La reiterata collocazione dell’automobile diretta a limitare la libertà di movimento supera il confine della semplice lite condominiale

Parcheggiare deliberatamente l’automobile in modo da rendere difficoltosa l’uscita del veicolo di un vicino può integrare il reato di violenza privata, quando la condotta sia volontaria, reiterata e concretamente idonea a comprimere la libertà di movimento della persona offesa. È il principio espresso dalla Corte di cassazione, quinta sezione penale, con la sentenza n. 29506 del 4 agosto 2026.

La fattispecie prevista dall’articolo 610 del Codice penale punisce chi, mediante violenza o minaccia, costringe altri a fare, tollerare od omettere qualcosa. La violenza non richiede necessariamente un’aggressione fisica: può consistere anche nell’impiego di un mezzo materiale che impedisca o renda significativamente più difficile l’esercizio della libertà individuale.

Nel caso del parcheggio, la rilevanza penale non deriva dalla semplice irregolarità della sosta né da un disagio occasionale. Occorre accertare la funzione costrittiva del comportamento, valutando posizione del veicolo, durata dell’ostacolo, ripetizione degli episodi, rapporti tra le parti ed eventuali precedenti contestazioni. Una manovra dovuta a disattenzione resta distinta dall’uso consapevole dell’automobile come strumento di molestia o ritorsione.
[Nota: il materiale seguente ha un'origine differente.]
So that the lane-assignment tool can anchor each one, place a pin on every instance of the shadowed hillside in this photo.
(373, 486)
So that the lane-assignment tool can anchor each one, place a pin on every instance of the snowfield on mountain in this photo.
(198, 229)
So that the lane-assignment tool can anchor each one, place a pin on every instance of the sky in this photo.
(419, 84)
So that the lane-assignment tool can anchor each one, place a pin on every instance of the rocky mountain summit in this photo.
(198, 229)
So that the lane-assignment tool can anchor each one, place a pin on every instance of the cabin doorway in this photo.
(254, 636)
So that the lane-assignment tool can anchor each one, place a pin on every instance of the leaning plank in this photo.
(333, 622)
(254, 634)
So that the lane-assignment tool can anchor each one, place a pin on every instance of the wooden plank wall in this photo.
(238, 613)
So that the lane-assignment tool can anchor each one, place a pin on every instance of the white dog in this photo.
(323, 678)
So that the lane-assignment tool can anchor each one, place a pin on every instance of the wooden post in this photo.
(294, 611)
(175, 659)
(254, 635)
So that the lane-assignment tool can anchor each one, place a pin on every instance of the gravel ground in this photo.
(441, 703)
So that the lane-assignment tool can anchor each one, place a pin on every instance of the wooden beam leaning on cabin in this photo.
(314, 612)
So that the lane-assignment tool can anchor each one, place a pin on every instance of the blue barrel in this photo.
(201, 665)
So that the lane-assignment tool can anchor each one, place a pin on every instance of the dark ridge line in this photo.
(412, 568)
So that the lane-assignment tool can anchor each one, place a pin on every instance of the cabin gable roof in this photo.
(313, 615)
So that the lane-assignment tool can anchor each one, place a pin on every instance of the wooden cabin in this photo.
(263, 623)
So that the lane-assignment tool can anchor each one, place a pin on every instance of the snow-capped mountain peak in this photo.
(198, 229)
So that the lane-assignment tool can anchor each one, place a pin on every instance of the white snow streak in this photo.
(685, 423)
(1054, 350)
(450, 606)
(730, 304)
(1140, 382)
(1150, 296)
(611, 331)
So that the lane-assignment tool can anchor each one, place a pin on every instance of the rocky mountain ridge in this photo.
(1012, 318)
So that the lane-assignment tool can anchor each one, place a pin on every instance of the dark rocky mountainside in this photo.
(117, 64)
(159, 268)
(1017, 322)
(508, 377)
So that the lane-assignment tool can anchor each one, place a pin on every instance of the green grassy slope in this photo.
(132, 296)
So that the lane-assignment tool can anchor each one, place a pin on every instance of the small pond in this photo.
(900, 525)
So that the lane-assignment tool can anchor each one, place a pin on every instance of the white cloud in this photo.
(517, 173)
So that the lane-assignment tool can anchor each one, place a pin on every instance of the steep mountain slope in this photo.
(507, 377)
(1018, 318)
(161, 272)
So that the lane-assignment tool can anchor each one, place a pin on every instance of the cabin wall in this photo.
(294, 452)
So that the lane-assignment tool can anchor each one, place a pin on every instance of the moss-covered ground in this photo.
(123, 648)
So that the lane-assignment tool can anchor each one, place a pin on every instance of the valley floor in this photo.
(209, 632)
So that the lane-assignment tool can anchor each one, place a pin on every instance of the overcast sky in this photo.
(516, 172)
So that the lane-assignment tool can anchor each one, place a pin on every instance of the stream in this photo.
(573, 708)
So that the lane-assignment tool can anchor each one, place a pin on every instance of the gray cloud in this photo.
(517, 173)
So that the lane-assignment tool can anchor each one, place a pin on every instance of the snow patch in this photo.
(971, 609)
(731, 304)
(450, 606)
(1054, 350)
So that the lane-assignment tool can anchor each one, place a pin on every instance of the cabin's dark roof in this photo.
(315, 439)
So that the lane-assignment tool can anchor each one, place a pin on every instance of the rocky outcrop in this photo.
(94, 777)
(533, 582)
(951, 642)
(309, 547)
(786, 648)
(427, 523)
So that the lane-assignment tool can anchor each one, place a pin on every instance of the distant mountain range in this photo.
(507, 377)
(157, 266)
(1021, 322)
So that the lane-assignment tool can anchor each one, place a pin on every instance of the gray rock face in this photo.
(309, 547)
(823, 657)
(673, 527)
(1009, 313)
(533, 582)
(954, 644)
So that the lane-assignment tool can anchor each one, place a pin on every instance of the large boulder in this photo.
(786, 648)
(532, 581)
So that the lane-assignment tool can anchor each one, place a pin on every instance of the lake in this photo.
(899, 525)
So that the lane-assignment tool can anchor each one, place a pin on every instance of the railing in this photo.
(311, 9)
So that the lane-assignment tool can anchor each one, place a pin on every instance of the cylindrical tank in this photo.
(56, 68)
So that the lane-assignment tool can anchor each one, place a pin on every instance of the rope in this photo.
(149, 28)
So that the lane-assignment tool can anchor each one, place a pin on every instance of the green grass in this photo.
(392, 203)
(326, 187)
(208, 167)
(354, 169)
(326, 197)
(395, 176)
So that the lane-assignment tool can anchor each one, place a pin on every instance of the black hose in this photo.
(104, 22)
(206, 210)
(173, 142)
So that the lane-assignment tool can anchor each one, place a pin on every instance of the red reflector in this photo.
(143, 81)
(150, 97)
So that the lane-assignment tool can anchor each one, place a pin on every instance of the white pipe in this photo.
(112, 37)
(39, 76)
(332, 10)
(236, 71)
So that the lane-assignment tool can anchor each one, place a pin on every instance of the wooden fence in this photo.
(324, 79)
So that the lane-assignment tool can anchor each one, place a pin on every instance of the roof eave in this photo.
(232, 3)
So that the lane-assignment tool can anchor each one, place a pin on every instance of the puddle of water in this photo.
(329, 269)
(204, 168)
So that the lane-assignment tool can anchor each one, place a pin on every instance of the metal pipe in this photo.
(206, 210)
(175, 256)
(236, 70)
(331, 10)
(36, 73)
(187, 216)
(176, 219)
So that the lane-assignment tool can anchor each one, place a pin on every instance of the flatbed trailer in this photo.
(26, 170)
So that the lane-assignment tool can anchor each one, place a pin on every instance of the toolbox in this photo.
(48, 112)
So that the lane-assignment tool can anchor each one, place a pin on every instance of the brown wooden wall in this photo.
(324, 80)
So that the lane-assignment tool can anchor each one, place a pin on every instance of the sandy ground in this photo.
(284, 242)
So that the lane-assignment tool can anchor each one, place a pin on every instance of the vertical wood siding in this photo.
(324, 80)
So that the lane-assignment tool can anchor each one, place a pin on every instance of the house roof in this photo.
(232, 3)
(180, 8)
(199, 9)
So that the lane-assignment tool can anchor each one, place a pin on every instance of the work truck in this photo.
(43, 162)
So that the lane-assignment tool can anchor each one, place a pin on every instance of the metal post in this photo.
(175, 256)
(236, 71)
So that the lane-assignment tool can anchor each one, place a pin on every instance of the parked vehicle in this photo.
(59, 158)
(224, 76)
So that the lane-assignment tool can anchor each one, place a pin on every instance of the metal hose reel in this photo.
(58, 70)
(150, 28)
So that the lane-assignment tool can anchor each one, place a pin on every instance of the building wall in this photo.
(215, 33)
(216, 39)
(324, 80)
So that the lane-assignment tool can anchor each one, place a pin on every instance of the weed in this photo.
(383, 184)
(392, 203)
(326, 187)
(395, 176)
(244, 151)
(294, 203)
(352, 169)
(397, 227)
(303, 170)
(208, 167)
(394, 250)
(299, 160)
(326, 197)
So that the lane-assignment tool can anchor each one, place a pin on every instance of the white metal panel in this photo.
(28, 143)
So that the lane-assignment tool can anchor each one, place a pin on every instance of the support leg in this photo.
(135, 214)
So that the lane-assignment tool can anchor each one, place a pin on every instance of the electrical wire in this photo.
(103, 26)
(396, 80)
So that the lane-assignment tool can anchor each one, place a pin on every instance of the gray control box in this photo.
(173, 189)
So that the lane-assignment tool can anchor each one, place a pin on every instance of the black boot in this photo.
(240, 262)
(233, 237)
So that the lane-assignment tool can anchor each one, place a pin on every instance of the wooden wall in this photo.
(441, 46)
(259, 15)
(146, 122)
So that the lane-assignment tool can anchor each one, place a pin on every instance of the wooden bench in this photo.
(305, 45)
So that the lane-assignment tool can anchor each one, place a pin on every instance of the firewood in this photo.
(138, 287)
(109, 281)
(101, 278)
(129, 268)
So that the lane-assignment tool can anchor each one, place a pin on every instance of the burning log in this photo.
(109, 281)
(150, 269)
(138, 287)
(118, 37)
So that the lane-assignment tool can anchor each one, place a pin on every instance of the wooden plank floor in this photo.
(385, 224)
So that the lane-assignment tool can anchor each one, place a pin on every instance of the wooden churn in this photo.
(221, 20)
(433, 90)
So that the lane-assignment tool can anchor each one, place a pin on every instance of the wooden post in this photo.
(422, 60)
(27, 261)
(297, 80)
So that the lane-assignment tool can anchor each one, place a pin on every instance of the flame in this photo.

La reiterazione può incidere anche sulla valutazione della particolare tenuità del fatto prevista dall’articolo 131-bis del Codice penale. Una condotta programmata e ripetuta, orientata a limitare stabilmente i movimenti del vicino, esprime un grado di offensività incompatibile con il riconoscimento automatico della causa di non punibilità, anche quando ciascun episodio, isolatamente considerato, appaia di modesta entità.

Per condomini e amministratori è importante distinguere i diversi piani di tutela. La violazione delle regole sull’uso del cortile può essere affrontata civilmente o attraverso le disposizioni del regolamento; il blocco intenzionale e persistente può invece assumere rilievo penale. Fotografie datate, registrazioni lecite, testimonianze e comunicazioni scritte possono documentare modalità e frequenza degli episodi, evitando che la controversia venga ricostruita soltanto sulla base delle contrapposte dichiarazioni.